# Daisy Chaining Routers 4 times Is it possible?



## Michael1984 (Nov 18, 2014)

Hello everyone,

If I want to extend my wifi network in a daisy chain format but instead of 2 jumps i'll be making 4 jumps. Is this possible? Uploaded a diagram:


----------



## RCoon (Nov 18, 2014)

Michael1984 said:


> Hello everyone,
> 
> If I want to extend my wifi network in a daisy chain format but instead of 2 jumps i'll be making 4 jumps. Is this possible? Uploaded a diagram:View attachment 60441



While it's entirely possible, it's not necessarily a great idea. You'd be better off connecting them all to the same modem. Just bear in mind that network cables only work correctly at 90m in length and below.
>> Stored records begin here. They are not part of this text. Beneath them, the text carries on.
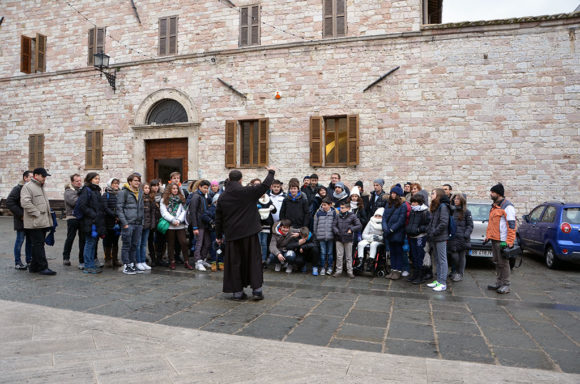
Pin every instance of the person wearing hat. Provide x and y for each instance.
(376, 199)
(501, 230)
(37, 220)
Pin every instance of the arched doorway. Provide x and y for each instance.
(166, 132)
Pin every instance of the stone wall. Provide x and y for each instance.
(469, 107)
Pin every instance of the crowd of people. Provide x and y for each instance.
(309, 227)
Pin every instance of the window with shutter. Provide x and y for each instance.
(253, 146)
(168, 35)
(25, 54)
(250, 25)
(334, 18)
(94, 149)
(35, 151)
(96, 44)
(334, 141)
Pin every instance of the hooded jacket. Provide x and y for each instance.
(323, 224)
(35, 206)
(438, 229)
(13, 204)
(91, 205)
(296, 210)
(343, 223)
(130, 210)
(418, 221)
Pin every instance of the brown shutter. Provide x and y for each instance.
(231, 139)
(340, 17)
(91, 47)
(25, 53)
(162, 36)
(263, 142)
(316, 141)
(244, 27)
(100, 40)
(255, 21)
(352, 146)
(89, 149)
(98, 149)
(40, 53)
(172, 49)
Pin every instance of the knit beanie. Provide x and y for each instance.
(380, 182)
(498, 188)
(398, 190)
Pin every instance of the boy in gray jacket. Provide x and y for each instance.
(345, 225)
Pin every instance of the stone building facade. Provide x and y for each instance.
(470, 103)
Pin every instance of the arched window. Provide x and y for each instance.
(167, 111)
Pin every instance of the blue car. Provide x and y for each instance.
(552, 229)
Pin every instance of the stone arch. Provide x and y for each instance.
(166, 93)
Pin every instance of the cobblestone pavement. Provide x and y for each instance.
(536, 326)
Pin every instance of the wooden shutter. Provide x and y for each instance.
(255, 25)
(328, 19)
(35, 151)
(94, 150)
(91, 47)
(316, 141)
(163, 36)
(244, 26)
(40, 63)
(263, 142)
(231, 142)
(340, 19)
(172, 48)
(352, 145)
(25, 54)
@remixedcat can offer your some solutions.


----------



## remixedcat (Nov 18, 2014)

yes it is best to connect them to the same modem/router due to possible NAT/DHCP issues. Just locate the router in the center of the premises and it should be ok.


----------



## Mateusz Figat (Nov 18, 2014)

Michael1984 said:


> Hello everyone,
> 
> If I want to extend my wifi network in a daisy chain format but instead of 2 jumps i'll be making 4 jumps. Is this possible? Uploaded a diagram:View attachment 60441



I have made such setup and it works just fine, I would however not expect performance for multiple HD video streaming, still it should deliver very reasonable browsing/email experience. Keep in mind, that any node failure will cut off all relayed nodes.
For my setup I have used dd-wrt firmware in bridge mode - see this tutorials:
http://www.dd-wrt.com/wiki/index.php/Repeater_Bridge
http://www.dd-wrt.com/wiki/index.php/Client_Mode
As for cable connection Ethernet allows up to 100 meters (+/- 5m) not 90m, however you may face issues over 95m.
You may also investigate PLC devices (power line communication - means Ethernet over electrical/power network), that I have found extremely easy to deploy and offering much better bandwidth on higher distances in buildings with thick walls/ceilings, where regular wifi relaying is difficult due to bad signal propagation. You may find PLC-WiFi bridges, just plug into power socket and ready. This will save you configuration and wifi issues. Try these links depending on your country and budget:
http://www.linksys.com/en-mea/products/powerline/PLWK400
http://www.dlink.com/uk/en/home-sol...11av-powerline-av-500-wireless-n--starter-kit
http://www.sagemcom.com/consumer/powerline-communication/no-pass-through/fst-plug-502w/
http://en.avm.de/products/fritzpowerline/fritzpowerline-546e/
http://support.netgear.com/product/XAVN2001v2
Most of them are available in kits of few, so you may get good prices.
If you still have to buy routers I believe PLC-Wifi will be much better solution for you.

Good luck!
Mateusz


----------



## Aquinus (Nov 18, 2014)

Michael1984 said:


> Hello everyone,
> 
> If I want to extend my wifi network in a daisy chain format but instead of 2 jumps i'll be making 4 jumps. Is this possible? Uploaded a diagram:View attachment 60441



What are you actually trying to accomplish? Your post is vague and lacks information about what your end goal is. I'm almost willing to say that there is a better way to do what you want to do but I can't tell because you haven't said much beyond "is this possible?" Sure, it's possible, but it's not a good idea.


----------



## PainfulByte (Nov 18, 2014)

No problem at all. 

The first router acts as THE router. The other ones you configure as access points. No DHCP/NAT problem there.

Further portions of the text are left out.